L'homme qui ne savait pas dire non de Serge Joncour

Publié le par Brouillard

L'homme qui ne savait pas dire non de Serge Joncour

Serge Joncour - L'homme qui ne savait pas dire non.  Serge Joncour - L'homme qui ne savait pas dire non.On n'imagine pas l'embarras de ne plus pouvoir prononcer ce simple mot : non. C'est pourtant ce qui arrive à Beaujour, employé modèle dans un institut de sondage. Grâce à un atelier d'écriture, il part à la recherche du mot perdu, quitte à remonter toute l'histoire. Avec la sensibilité qu'on lui connaît, Serge Joncour multiplie les scènes cocasses et compose un véritable roman des origines.

J'ai découvert l'auteur avec le titre L'amour sans le faire. J'ai apprécié l'écriture, la tendresse qu'il manifeste pour ses personnages affectés par les méandres de la vie. C'est pourquoi j'ai eu envie de lire dans la foulée un autre titre de lui.
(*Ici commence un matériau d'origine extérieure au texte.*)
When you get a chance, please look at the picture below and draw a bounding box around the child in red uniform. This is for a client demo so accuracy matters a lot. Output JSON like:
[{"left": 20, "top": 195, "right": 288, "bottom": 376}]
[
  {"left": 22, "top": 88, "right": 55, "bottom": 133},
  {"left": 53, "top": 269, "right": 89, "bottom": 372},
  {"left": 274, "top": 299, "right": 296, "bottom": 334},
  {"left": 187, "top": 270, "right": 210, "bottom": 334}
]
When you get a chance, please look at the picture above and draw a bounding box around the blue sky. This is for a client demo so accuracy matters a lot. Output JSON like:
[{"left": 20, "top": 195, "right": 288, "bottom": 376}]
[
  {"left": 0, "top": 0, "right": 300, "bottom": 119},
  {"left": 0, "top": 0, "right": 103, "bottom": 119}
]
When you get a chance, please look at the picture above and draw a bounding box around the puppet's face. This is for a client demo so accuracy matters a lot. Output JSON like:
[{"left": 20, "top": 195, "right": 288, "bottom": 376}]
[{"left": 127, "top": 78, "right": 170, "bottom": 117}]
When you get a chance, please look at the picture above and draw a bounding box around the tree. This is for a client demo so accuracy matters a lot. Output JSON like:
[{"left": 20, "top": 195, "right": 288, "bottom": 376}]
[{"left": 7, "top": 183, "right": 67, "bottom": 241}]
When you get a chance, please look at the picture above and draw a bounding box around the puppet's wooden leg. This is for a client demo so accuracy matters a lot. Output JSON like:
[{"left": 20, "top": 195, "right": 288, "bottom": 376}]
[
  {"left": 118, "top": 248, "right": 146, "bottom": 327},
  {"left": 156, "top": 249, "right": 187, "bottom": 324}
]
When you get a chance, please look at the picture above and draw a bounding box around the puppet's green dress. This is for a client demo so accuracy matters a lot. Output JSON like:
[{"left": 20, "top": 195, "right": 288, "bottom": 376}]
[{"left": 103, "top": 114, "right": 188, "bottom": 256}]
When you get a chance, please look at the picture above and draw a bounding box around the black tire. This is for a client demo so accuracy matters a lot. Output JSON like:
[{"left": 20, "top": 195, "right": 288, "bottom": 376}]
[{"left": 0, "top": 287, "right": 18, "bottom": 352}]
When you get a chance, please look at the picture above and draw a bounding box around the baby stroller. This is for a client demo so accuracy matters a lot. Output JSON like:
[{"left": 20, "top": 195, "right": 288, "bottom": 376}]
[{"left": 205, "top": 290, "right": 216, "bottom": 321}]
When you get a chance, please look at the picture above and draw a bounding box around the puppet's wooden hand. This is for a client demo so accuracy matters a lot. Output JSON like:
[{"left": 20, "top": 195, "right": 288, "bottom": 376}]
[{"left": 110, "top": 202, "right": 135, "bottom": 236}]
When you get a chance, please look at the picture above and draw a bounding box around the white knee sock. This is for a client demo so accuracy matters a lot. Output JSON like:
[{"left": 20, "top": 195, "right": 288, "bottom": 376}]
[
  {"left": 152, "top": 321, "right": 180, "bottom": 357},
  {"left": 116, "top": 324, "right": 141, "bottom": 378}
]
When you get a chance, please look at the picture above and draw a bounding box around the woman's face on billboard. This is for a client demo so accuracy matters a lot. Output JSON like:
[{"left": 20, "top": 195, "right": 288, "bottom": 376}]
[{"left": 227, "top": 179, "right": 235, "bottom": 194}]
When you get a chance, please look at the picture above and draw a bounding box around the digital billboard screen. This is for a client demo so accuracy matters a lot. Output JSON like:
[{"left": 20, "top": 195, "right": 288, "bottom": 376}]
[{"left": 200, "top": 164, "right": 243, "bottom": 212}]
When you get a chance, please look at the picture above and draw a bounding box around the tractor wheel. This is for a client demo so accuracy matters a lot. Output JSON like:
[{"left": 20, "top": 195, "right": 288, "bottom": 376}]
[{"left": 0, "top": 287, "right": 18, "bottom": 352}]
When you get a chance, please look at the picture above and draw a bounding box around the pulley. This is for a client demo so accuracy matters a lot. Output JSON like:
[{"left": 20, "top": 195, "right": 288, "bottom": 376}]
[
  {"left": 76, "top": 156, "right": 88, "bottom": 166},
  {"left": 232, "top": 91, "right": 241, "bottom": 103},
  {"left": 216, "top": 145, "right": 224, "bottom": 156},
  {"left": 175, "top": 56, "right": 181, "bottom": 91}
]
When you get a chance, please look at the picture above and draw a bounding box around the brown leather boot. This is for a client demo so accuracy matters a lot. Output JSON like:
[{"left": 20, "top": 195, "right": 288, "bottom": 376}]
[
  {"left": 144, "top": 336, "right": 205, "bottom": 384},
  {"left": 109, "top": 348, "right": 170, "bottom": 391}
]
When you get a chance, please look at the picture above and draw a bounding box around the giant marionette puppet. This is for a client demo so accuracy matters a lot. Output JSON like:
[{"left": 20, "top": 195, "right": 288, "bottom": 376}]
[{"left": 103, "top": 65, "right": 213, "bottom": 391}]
En consultant le catalogue de ma bibliothèque municipale, je suis tombée sur L'homme qui ne savait pas dire non.

coeur

Vous vous imaginez dans toutes les situations de votre vie quotidienne, incapables de formuler une réponse négative, de prononcer ces trois lettres "NON". Dans l'enfance, il existe un âge où le "non" est la réponse à presque toutes les questions. C'est un leitmotiv d'affirmation de soi et d'opposition à l'autre. Notre protagoniste recherche ce mot, cette faculté de chacun de formuler un refus, de dire : "je ne veux pas" pour ne pas se retrouver dans des situations inextricables, rocambolesques parfois et qui peuvent blesser davantage qu'un "non" ne le ferait.

A travers ce personnage, l'auteur mène une réflexion sur notre société. En effet, le personnage central travaille dans une entreprise de sondage. Son travail consiste à élaborer des questionnaires, mais aussi à les faire passer à un panel d'individus pour que le client sache ce que l'on pense de son produit ou que l'Etat et le gouvernement puissent faire des propositions de gouvernance qui ne seront pas conspuer. La recherche de légitimité et d'assise plus profonde du pouvoir sont au centre des débats, quitte parfois à manipuler les individus, à les diriger vers ce que l'entreprise ou le Pouvoir vise. Aussi l'écriture de Serge Joncour est admirable dans le sens où elle est assez habile pour faire passer ces réflexions en finesse derrière la vie et les difficultés du personnage. Elle investit un fort pourcentage de sympathie. C'est encore un individu en souffrance qui est donné à voir, à suivre. Cependant comme dans L'amour sans le faire, le personnage central, Beaujour cherche à se reconstruire. Même si le chemin n'est pas aisé, la tendresse, l'humour des situations et l'amour que Beaujour éprouve pour sa collègue sont autant de leviers vers la solution. Son introspection est induite dans le cadre d'un atelier d'écriture, une sorte d'ouvroir de mots. C'est un atelier de groupe où chaque individu se rend pour y retrouver ce qu'il a perdu sans savoir ce que c'est exactement parfois ou comment s'y prendre pour le retrouver. L'animateur insuffle une mission d'écriture toujours plus accrue à sesparticipants, ils doivent fouiller au plus profond d'eux pour y débusquer le récalcitrant.

La lecture de ces textes thérapeutiques est incluse dans le roman de manière à s'attacher davantage à Beaujour, à suivre les méandres de sa psychologie, à tenter d'apprivoiser ce mot qui échappe. Ce procédé pourrait sembler artificiel au lecteur que nous sommes, mais il se mêle très bien au reste du roman. Une fois passée la surprise de la découverte de ce premier texte, on s'interroge, cela nous bouscule un peu dans la linéarité du récit de cette quête.